Sur son site internet, le magasin se positionne comme « un spécialiste de la vente de produits alimentaires en gros et en détail aux prix les plus bas ». Et revendique ouvertement son modèle « inspiré du leader du cash & carry Assaí », enseigne de Casino présente au Brésil, en fort développement et génératrice de marge. Les équipes du Brésil ont d’ailleurs donné un coup de main à leurs collègues camerounais pour définir l’agencement et l’assortiment, composé en majorité de produits locaux et d’un mix d’importations. Et les similitudes sont nombreuses tant dans l’offre que dans le public visé. Bien qu’ouvert au grand public, Bao cible en priorité les professionnels (restaurateurs, hôtels, petits commerçants indépendants), et propose la même mécanique de prix, à savoir des tarifs dégressifs en fonction des quantités achetées.

Un format adapté aux pays émergents

Le magasin, qui se positionne entre les supermarchés plutôt premium et les commerces de rue, emploie une centaine de personnes. Il est encore dans sa phase de test, et les premiers retours seraient plutôt bons.
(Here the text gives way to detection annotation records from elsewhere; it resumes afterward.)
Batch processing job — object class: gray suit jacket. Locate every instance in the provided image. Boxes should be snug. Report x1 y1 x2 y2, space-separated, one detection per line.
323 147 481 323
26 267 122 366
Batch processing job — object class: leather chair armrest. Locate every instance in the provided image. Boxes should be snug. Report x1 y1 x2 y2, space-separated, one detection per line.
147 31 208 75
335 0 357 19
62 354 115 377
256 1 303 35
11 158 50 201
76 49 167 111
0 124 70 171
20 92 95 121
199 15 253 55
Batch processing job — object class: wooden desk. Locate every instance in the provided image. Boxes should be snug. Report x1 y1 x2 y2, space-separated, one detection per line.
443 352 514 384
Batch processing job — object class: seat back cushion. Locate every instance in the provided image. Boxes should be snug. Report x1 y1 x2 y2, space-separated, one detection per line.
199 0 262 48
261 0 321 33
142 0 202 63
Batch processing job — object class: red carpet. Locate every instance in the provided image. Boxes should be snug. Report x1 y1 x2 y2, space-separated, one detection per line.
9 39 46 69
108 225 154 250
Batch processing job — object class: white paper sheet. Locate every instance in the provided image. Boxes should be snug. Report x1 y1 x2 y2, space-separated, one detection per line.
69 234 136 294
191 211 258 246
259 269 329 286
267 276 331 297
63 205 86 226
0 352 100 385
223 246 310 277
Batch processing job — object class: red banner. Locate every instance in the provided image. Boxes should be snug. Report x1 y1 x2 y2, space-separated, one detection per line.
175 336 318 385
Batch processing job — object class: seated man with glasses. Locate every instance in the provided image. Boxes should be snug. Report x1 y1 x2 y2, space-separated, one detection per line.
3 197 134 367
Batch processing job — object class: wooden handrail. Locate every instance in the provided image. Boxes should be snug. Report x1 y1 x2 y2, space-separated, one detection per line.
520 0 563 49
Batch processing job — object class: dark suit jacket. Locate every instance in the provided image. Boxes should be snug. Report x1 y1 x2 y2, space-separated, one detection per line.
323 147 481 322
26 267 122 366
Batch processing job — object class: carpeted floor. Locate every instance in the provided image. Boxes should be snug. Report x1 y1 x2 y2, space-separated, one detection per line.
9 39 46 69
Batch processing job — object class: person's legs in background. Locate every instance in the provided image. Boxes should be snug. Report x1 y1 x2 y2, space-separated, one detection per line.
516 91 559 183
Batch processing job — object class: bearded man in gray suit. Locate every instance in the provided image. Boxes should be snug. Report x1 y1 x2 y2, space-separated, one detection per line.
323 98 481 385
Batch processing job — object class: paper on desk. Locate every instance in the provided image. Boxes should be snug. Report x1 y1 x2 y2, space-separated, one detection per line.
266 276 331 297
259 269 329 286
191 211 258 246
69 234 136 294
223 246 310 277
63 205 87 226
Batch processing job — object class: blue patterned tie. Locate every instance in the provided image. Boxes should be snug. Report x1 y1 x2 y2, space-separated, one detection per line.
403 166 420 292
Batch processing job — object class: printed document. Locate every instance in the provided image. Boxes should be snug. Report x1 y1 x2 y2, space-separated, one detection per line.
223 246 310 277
Selon nos informations, l’objectif de Casino est d’ouvrir à terme une dizaine de points de vente dans le pays, à Douala (capitale économique) Yaoundé (capitale administrative) et en région. Autant d’implantations qui viendraient en complément des partenaires franchisés Mercure et Sodiacam qui exploitent  déjà des magasins sur place. Avec une population légèrement supérieure à 20 millions d’habitants, le Cameroun reste un marché de taille modeste, mais au fort potentiel.

Et cela tombe bien pour Bao, puisque Casino destine le cash&carry aux zones ou le foncier n’est pas cher, et aux pays émergents, pour déployer le modèle rapidement. En espérant toutefois connaître un meilleur destin que celui de Cdiscount en Afrique. En 2014, la branche e-commerce de Casino s’alliait avec le groupe français Bolloré pour se développer sur ce continent. Mais deux ans et demi plus tard, les sites de Cdiscount au Cameroun, au Sénégal et en Côte d’Ivoire avaient déjà cessé leur activité, faute d’avoir trouvé leur clientèle et résolu de nombreux problèmes logistiques.

Le Cameroun figure aussi dans les papiers d’autres distributeurs, désireux d’étendre leur parc de magasins dans le pays pour accompagner le développement de la classe moyenne. Fin 2017, Carrefour y a ouvert son premier point de vente (un Market opéré par CFAO Retail) dans le pays, tandis que Système U compte y renforcer sa présence.